Co-blogger Jacques Delacroix writes the following (in 1995!):
Organizational ecology is the other major open system school of thought. Organizational ecology (sometimes called “population ecology”) is built around the concept of structural inertia. In the ecological view, organizations in general have little latitude for effective structural change. Indeed, accoriding to some ecologists, important structural forms are often recipes for disaster and more likely lead to organizational demise than to organizational adaptation, as assumed by managerial schools of thought [...]
The efficient mechanism of change invoked by organizational ecologists is therefore not adaptation but selective elimination, or simply ‘selection’. A selection viewpoint, in turn, necessarily requires a research interest in organizational dissolution [...]
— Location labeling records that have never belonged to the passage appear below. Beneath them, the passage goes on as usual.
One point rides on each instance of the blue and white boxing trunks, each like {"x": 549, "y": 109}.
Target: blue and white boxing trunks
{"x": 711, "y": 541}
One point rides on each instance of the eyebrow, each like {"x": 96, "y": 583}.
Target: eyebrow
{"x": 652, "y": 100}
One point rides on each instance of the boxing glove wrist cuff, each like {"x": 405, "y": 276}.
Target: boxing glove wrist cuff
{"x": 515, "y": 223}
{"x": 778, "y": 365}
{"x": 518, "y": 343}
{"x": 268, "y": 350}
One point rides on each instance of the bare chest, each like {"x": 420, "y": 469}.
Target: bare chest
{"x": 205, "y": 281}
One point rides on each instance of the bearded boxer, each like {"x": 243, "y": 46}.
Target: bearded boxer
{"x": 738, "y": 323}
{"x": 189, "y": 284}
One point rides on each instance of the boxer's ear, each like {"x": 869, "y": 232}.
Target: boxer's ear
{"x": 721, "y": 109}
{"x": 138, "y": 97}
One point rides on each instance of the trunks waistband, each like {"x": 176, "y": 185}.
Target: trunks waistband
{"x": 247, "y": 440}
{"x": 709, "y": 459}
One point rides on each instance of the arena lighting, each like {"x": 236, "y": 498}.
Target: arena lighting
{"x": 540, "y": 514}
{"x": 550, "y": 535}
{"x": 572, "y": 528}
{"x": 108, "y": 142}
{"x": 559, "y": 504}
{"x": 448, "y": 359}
The counterintuitive logic of organizational ecology demands that a high replacement rate prevail within categories of organization [...] Several studies place this replacement rate at about 10 percent annually. To detect the effects of such moderately high rates, in turn, requires reasonably long periods of observation; deep longitudinal studies rather than cross-sectional ones.
This is a fairly famous (in scholarly circles) methodology that Dr. Delacroix helped lay the groundwork for in the late 1980′s and early 1990′s. Unfortunately, access is denied online, so you will have to go to your nearest university’s business school and read the entire article yourself. The article that this except appeared in can be found in Organizational Theory and the Multinational Corporation.